Всюду я замечаю то же самое; в каждом языке есть два произношения: одно «правильное», для иностранцев, а другое свое, настоящее.
Невольно вспоминал я первых мучеников христианства в тот период моей жизни, когда старался выучить немецкое слово «Кurche». Учитель мой, крайне старательный и добросовестный человек, непременно хотел добиться успеха.
— Нет, нет! — говорил он. — Вы произносите так, как будто слово пишется К-u-с-h-е, а между тем в нем нет буквы «r»! Надо произносить вот так, вот…
И он в двадцатый раз за каждым уроком показывал мне, как надо произносить. Печально было то, что я ни за какие деньги не мог найти разницы между его произношением и своим; по моему глубокому убеждению, мы произносили это слово совершенно одинаково!

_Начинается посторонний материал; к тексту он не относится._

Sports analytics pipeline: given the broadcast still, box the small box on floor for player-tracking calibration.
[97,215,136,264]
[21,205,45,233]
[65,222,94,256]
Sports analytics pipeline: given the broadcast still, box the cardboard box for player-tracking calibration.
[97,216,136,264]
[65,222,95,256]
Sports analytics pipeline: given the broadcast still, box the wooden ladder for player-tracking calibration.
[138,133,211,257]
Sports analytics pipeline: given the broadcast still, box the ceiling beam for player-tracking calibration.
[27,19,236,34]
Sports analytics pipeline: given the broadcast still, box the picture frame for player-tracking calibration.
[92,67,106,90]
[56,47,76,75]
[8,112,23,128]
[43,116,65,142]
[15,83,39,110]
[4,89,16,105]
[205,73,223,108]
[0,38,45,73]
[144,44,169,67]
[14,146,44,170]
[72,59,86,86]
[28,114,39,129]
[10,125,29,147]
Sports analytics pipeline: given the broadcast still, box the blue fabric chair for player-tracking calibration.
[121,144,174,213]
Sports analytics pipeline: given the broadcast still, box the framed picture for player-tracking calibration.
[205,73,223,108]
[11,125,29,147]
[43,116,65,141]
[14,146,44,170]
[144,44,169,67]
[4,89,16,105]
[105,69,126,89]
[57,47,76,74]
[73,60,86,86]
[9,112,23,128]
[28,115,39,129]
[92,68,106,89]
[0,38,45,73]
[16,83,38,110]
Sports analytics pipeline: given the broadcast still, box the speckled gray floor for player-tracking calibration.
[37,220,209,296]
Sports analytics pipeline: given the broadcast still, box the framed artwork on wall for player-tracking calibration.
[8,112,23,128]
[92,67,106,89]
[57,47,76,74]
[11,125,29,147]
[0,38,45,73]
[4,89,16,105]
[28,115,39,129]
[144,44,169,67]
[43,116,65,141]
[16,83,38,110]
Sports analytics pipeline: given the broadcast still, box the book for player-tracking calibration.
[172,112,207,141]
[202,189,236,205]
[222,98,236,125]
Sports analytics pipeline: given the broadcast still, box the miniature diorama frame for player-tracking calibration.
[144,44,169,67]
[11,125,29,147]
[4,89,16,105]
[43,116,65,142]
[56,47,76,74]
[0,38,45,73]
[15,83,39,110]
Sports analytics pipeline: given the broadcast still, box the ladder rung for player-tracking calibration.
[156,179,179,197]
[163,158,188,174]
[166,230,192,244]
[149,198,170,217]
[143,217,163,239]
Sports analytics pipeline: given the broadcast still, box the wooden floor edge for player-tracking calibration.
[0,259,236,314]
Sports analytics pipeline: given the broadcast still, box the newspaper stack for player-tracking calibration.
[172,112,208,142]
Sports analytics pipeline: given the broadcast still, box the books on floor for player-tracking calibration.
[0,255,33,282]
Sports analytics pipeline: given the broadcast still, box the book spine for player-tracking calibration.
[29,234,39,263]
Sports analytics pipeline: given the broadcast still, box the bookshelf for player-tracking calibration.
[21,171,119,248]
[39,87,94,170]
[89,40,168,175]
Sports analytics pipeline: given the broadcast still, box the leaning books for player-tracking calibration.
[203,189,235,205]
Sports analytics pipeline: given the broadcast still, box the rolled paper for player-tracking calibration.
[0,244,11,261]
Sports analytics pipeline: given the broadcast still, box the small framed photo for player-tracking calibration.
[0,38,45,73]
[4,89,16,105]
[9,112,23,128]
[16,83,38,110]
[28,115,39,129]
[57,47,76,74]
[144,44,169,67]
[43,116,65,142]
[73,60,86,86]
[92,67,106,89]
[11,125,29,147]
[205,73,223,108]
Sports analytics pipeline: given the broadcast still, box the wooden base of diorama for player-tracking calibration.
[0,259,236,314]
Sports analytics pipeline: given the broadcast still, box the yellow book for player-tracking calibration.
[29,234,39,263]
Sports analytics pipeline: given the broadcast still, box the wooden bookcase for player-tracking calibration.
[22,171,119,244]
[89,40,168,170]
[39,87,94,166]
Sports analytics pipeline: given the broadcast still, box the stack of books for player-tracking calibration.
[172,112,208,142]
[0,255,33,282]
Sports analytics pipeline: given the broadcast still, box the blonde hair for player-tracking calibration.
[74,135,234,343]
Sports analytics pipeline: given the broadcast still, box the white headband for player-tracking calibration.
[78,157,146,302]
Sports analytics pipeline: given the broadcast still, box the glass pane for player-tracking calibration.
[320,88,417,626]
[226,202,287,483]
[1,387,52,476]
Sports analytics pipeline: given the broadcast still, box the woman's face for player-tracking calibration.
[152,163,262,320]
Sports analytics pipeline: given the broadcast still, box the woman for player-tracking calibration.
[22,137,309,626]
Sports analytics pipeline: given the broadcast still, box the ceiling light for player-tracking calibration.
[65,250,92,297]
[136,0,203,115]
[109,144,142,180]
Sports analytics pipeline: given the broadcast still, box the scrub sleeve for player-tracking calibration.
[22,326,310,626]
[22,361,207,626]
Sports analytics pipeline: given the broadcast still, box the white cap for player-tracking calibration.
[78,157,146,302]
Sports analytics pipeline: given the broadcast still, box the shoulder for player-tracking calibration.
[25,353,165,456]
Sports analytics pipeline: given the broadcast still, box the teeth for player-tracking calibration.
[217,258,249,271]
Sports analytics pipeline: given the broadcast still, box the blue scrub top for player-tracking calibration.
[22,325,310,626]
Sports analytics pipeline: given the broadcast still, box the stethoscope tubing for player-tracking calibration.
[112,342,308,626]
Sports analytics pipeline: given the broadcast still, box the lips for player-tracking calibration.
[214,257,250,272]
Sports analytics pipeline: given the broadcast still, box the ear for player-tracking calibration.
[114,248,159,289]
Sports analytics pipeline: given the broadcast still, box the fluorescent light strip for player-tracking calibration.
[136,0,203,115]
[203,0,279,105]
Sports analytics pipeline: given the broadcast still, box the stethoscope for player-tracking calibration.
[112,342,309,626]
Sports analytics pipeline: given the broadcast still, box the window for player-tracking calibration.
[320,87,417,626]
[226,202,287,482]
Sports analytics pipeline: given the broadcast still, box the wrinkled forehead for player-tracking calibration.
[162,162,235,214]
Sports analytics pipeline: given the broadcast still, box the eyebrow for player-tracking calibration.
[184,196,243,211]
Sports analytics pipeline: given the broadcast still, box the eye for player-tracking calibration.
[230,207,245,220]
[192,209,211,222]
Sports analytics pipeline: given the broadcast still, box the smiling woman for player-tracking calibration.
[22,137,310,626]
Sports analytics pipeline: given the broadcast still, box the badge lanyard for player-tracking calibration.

Тогда он принимался за другой способ:
— Видите ли, вы говорите горлом. — Совершенно верно, я говорил горлом. — А я хочу, чтобы вы начинали вот отсюда! — И он жирным пальцем показывал, из какой глубины я должен был «начинать» звук.
После многочисленных усилий и звуков, напоминавших что угодно, только не храм, я извинялся и складывал оружие.
— Это, кажется, невыполнимо! — говорил я — Может быть, причина заключается в том, что я всю жизнь говорил ртом и горлом и, боюсь, теперь уже поздно начинать по-новому.
Тем не менее, упражняясь часами в темных углах и на пустынных улицах — к великому ужасу редких прохожих, — я добился того, что мой учитель пришел в восторг: я выговаривал это слово совершенно правильно. Мне было очень приятно, и я оставался в хорошем настроении, пока не отправился в Германию. Там оказалось, что этого звука никто не понимает. Мои расспросы вызывали слишком много недоразумений. Мне приходилось обходить церкви подальше. Наконец я догадался бросить «правильное» произношение и с трудом вспомнил первобытное. Тогда, в ответ на расспросы, лица прохожих прояснялись, и они охотно сообщали, что «церковь за углом» или «вниз по улице», как случалось.